Refer to the exhibits.
Exhibit A shows a network diagram. Exhibit B shows the firewall policy configuration and a VIP object configuration.
The WAN (port1) interface has the IP address 10.200.1.1/24.
The LAN (port3) interface has the IP address 10.0.1.254/24.
If the host 10.200.3.1 sends a TCP SYN packet on port 10443 to 10.200.1.10, what will the source address, destination address, and destination port of the packet be, after FortiGate forwards the packet to the destination?
When the host 10.200.3.1 sends a TCP SYN packet on port 10443 to 10.200.1.10, the FortiGate forwards the packet to the internal network where the VIP (virtual IP) translates the addresses as follows: The source address changes to 10.0.1.254 (the IP of the LAN interface), the destination address changes to 10.0.1.10 (the mapped internal IP address), and the destination port changes to 443 (due to port forwarding settings). The correct response is 10.0.1.254, 10.0.1.10, and 443, respectively.
A. 10.0.1.254, 10.0.1.10, and 443, respectively Question repeated with Q52 Translations: 10.200.3.1 --> 10.0.1.254 because NAT enable in firewall policy 10.200.1.10 --> 10.0.1.10 because VIP as Destination 10443 --> 443 because Port Forwarding enabled on VIP Reference and download study guide: https://ebin.pub/fortinet-fortigate-security-study-guide-for-fortios-72.html
Is this question the same as #52, but here are the 4 answer options.?
exactly!
The correct option is C because the external source IP is never translated, only the server address that is behind the Fortigate, so A option is wrong. The NAT enabled in the firewall policy indicates that egress traffic is translated using the VIP address (10.200.1.10) and not using the 10.200.1.1 (port1 of fortigate) Please see NSE4_FortiGate_Security_7.2_Study_Guide page 97 and 110
Correction!! When you use a secondary IP or IP Pool for VIP (not the outgoing interface IP) fortigate sends traffic from internal port2 to web server, I checked it on my own lab, to have an idea someone in question 52 shared this link: https://yurisk.info/2021/05/24/perform-snat-and-dnat-on-the-same-traffic-in-fortigate/ correct Answer is A (what a tricky question huh?)

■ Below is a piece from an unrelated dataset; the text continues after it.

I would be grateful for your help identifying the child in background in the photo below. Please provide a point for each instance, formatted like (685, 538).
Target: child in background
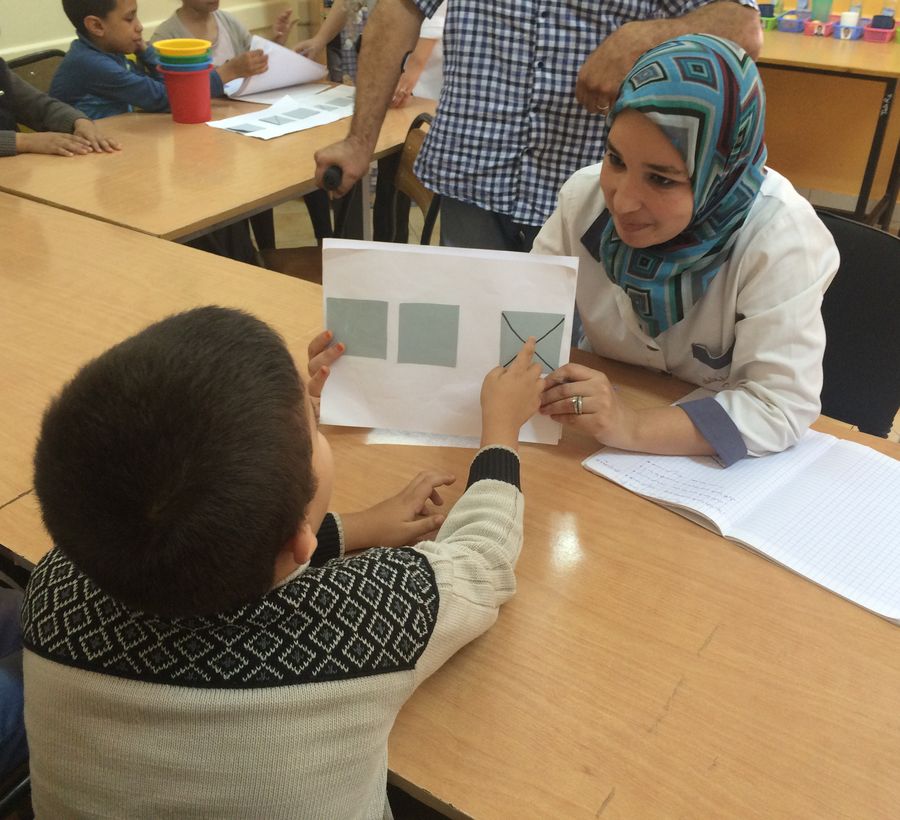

There is SNAT configured on firewall policy. That's why it is A.
security guide P112, check the example there
Ans. A it's correct
NAT only operates in one direction at a time. for inbound traffic only the DNAT will apply as the original source has to be preserved so that traffic can be routed back, so C.

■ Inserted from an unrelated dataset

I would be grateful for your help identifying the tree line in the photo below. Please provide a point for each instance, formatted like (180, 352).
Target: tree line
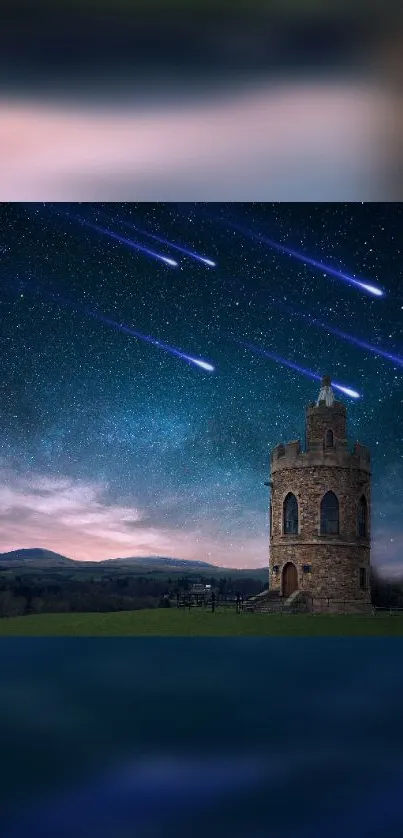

The incoming policy has explicit source nat enabled (last column), so any incoming session will use the destination interface IP as snat IP. And of course both SNAT and DNAT can be used together ... have used it before when I needed to ensure returning traffic to get back to the right FW when the same external source could be coming over two different firewalls / locations (redundancy situation)
Lab tested.
It is A
C. SNAT only applies from LAN to WAN, not both way.

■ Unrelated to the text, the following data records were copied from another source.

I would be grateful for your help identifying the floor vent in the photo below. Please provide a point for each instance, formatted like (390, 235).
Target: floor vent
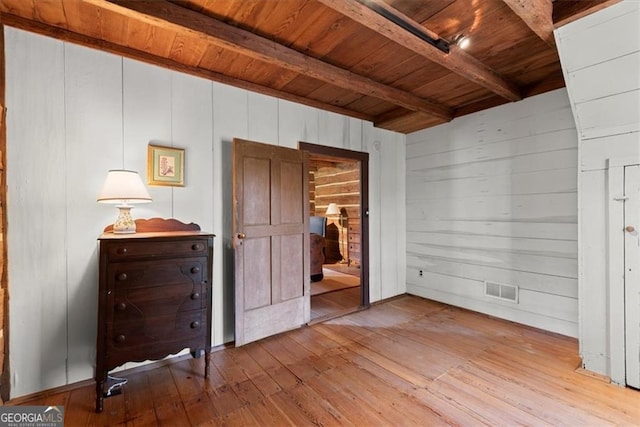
(501, 291)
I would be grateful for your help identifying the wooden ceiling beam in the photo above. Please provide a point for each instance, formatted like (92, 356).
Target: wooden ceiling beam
(164, 14)
(127, 52)
(456, 60)
(537, 15)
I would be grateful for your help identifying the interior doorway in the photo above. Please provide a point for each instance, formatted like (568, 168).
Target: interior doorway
(338, 196)
(632, 274)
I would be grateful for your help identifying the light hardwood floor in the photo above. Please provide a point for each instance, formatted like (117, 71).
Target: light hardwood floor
(407, 361)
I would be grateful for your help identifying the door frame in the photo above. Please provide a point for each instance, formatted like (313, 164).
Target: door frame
(615, 251)
(363, 159)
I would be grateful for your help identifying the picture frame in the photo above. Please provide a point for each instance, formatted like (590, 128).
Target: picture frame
(165, 166)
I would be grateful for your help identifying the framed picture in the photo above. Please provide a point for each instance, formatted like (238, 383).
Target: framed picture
(165, 166)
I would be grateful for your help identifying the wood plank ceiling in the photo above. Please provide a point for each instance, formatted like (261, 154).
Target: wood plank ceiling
(391, 62)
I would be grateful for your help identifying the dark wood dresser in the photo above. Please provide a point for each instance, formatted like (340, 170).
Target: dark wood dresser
(154, 296)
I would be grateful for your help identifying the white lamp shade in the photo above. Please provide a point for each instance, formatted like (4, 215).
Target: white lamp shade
(123, 186)
(332, 209)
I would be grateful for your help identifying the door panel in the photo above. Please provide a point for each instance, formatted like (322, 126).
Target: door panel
(258, 250)
(292, 273)
(256, 210)
(271, 243)
(632, 274)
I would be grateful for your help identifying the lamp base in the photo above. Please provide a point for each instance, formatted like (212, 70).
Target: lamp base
(124, 223)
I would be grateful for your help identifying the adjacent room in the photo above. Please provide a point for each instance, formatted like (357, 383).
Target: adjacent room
(320, 212)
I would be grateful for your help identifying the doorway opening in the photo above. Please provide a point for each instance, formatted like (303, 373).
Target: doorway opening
(338, 192)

The correct answer is: B. 10.0.1.254, 10.200.1.10, and 443, respectively Explanation: The source address of the packet will be the LAN (port3) interface IP address, which is 10.0.1.254. The destination address of the packet will be the VIP (Virtual IP) address, which is 10.200.1.10. The destination port of the packet will be the VIP's port, which is 443.
Answer is A. SNAT and DNAT are both active. We dont see the IP pool of SNAT, but it has to be another IP than the original. The only logical answer is A.
Correct answer is A.. On the security policy NAT is enabled and by default the firewall performs NAT using outgoing interface address
change the source IP address of the outgoing traffic, in the other way, the changes goes for the destination.
A. 10.0.1.254, 10.0.1.10, and 443, respectively
I think the question is asking about post nat ip addresses and ports? then A If they were asking for Pre nat then C. Question needs to be clearer though
Key phrase: After the FortiGate forwards the packet to the destination which means NAT was completed - Answer is A.